If anyone could show me how to proceed from here it would be much appreciated.
On
we rearrange $\sqrt{x+8}-\sqrt{x-4}=-2$ to $$\sqrt{x+8}+2=\sqrt{x-4}$$ after squaring we obtain $$\sqrt{x+8}=-4$$ which is impossible.
On
From the binomial theorem, you know that $(a + b)^2 = a^2 + 2ab + b^2$. Consider the particular case where $a = -2$ and $b = \sqrt{x-4}$. Then the theorem says that
$$(-2 + \sqrt{x-4})^2 = (-2)^2 + 2(-2)\sqrt{x-4} + (\sqrt{x-4})^2.$$
Simplify:
$$(-2)^2 + 2(-2)\sqrt{x-4} + (\sqrt{x-4})^2 = 4 - 4\sqrt{x-4} + |x - 4|.$$
Now if $x < 4$ then $\sqrt{x-4}$ is not a real number. So we can assume $x \geq 4$, so $x - 4 > 0$, and therefore $|x - 4| = x - 4$. So
$$ 4 - 4\sqrt{x-4} + |x - 4| = 4 - 4\sqrt{x-4} + (x - 4) = x - 4\sqrt{x-4}.$$
Together with the equation you already had, this tells us that
$$ x + 8 = x - 4\sqrt{x-4}.$$
I think you can see how to simplify this further, but when you do you will find that it is a false equation for every possible value of $x$. Hence the equation you started with was false for every value of $x$.
In fact we can come to this conclusion even easier.
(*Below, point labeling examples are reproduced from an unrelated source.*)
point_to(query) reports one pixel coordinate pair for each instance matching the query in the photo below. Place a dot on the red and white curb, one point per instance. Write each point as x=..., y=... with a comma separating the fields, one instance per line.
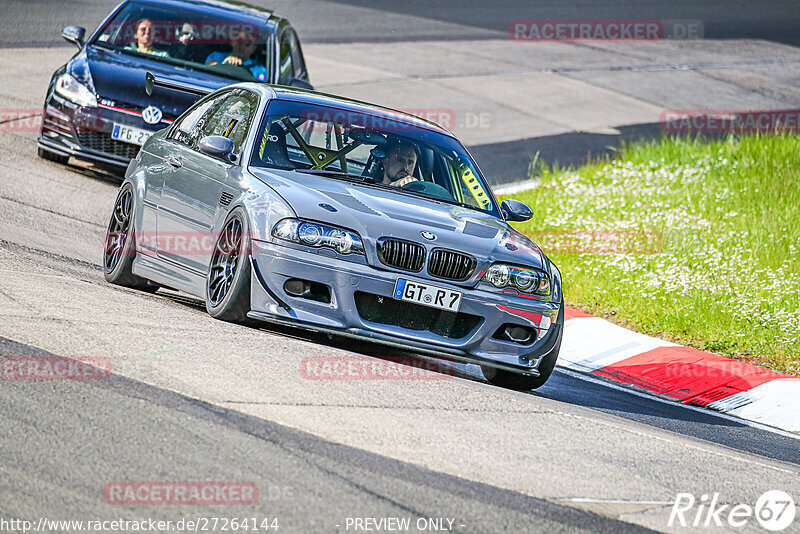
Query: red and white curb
x=597, y=347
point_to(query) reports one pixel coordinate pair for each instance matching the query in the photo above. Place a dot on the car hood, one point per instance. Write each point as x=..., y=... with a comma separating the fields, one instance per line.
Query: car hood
x=120, y=78
x=376, y=212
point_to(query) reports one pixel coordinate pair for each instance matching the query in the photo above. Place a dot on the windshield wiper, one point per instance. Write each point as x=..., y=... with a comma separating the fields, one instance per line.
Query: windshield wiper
x=338, y=174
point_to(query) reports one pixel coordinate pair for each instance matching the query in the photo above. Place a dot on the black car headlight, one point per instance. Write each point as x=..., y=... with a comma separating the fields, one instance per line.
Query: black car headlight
x=526, y=280
x=313, y=234
x=74, y=91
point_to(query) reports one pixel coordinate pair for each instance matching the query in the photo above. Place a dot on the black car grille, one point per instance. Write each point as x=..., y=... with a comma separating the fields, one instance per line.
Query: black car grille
x=102, y=142
x=401, y=254
x=386, y=310
x=450, y=265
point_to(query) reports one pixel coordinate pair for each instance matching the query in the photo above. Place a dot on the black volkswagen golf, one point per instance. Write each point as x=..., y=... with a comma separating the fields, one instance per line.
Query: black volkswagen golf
x=96, y=107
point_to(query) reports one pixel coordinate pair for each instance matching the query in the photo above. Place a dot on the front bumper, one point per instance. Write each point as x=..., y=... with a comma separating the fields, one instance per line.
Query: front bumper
x=85, y=133
x=273, y=265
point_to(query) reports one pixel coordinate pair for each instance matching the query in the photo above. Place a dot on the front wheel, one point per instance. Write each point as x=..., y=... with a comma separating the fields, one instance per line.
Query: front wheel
x=228, y=281
x=119, y=249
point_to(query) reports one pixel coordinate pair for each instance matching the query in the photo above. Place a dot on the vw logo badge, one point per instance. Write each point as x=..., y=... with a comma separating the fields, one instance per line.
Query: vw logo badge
x=428, y=235
x=151, y=115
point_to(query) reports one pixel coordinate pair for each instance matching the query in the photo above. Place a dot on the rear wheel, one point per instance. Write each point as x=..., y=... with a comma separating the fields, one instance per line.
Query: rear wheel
x=228, y=281
x=119, y=249
x=52, y=156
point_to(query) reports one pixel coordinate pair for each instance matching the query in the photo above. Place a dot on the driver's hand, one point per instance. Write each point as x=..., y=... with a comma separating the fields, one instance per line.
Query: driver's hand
x=404, y=181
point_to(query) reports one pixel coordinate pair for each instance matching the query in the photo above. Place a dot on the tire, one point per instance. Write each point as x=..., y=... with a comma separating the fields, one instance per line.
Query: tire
x=520, y=382
x=228, y=278
x=52, y=156
x=119, y=247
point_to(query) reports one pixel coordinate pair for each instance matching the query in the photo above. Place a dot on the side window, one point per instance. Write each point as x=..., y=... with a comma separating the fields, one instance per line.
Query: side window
x=188, y=127
x=297, y=55
x=286, y=67
x=232, y=118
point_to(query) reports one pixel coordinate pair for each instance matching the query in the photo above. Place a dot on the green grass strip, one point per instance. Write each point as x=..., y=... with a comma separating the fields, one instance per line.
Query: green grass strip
x=696, y=241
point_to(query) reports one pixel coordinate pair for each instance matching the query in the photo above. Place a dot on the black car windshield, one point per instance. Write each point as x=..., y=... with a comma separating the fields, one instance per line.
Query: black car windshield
x=405, y=154
x=189, y=39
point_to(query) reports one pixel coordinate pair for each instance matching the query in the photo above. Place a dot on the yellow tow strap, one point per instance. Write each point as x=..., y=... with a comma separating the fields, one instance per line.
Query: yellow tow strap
x=474, y=187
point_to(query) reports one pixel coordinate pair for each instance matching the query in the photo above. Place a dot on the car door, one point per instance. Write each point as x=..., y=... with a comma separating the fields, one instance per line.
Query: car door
x=193, y=194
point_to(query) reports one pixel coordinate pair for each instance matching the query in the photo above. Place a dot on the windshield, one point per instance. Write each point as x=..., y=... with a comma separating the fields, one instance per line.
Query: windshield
x=226, y=47
x=371, y=149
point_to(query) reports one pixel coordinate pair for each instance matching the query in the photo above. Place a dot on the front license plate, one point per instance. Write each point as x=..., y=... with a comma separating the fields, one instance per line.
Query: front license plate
x=427, y=295
x=129, y=134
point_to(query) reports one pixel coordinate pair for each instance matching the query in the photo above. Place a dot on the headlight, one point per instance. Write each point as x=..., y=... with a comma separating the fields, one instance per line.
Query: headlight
x=72, y=90
x=314, y=234
x=527, y=280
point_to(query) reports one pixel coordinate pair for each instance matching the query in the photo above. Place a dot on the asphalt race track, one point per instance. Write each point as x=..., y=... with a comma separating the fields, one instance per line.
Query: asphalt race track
x=194, y=399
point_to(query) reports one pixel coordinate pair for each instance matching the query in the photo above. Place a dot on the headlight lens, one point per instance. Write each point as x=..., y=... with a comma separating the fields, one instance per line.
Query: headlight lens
x=314, y=234
x=526, y=280
x=74, y=91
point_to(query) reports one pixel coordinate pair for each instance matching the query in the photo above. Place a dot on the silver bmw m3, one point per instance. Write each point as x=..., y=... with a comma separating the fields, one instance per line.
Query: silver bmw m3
x=315, y=211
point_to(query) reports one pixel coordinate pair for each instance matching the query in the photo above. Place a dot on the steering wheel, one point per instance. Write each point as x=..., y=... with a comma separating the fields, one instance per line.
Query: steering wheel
x=428, y=188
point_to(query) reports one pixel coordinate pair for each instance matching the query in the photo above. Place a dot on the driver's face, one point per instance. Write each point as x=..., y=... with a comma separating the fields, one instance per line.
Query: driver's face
x=144, y=33
x=399, y=164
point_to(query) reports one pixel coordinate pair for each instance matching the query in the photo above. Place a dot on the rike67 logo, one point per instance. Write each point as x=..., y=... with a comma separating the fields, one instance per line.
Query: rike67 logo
x=774, y=511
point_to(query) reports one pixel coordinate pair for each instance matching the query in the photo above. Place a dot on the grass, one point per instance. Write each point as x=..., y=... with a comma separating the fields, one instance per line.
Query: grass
x=694, y=241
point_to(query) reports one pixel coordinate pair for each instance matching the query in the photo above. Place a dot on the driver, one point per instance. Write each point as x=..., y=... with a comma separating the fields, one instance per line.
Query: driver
x=145, y=37
x=399, y=164
x=243, y=48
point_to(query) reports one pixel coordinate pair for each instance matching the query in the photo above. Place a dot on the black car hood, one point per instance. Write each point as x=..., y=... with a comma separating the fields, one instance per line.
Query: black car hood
x=376, y=212
x=121, y=78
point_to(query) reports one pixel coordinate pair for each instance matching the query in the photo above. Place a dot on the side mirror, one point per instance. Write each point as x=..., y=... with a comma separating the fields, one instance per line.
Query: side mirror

The square root is an increasing function, so from $8 > -4$ we know that $x + 8 > x - 4$ and therefore $$\sqrt{x + 8} > \sqrt{x - 4}.$$ That implies that $$\sqrt{x + 8} - \sqrt{x - 4} > 0,$$ that is, it is impossible for $\sqrt{x + 8} - \sqrt{x - 4}$ to be negative, and in particular it is impossible for it to be $-2$. There is no need to square anything and no need for the binomial theorem.
I wouldn't square the equation, at least not in this case. In either way, you need to square two times to get rid of all the radicals.
Solution 1. You could note that $x+8 > x-4$ so the difference of the two radicals cannot be negative.
Solution 2. Note that $\sqrt{x+8}-\sqrt{x-4} = \frac{x+8-x+4}{\sqrt{x+8}+\sqrt{x-4}}=\frac{12}{\sqrt{x+8}+\sqrt{x-4}}$. In this way you can find $\sqrt{x+8}+\sqrt{x-4}$ and by a simple system of equations you can find $\sqrt{x+8}$ and $\sqrt{x-4}$ which in turn will give $x$ right away. Again, in your case you get no solution.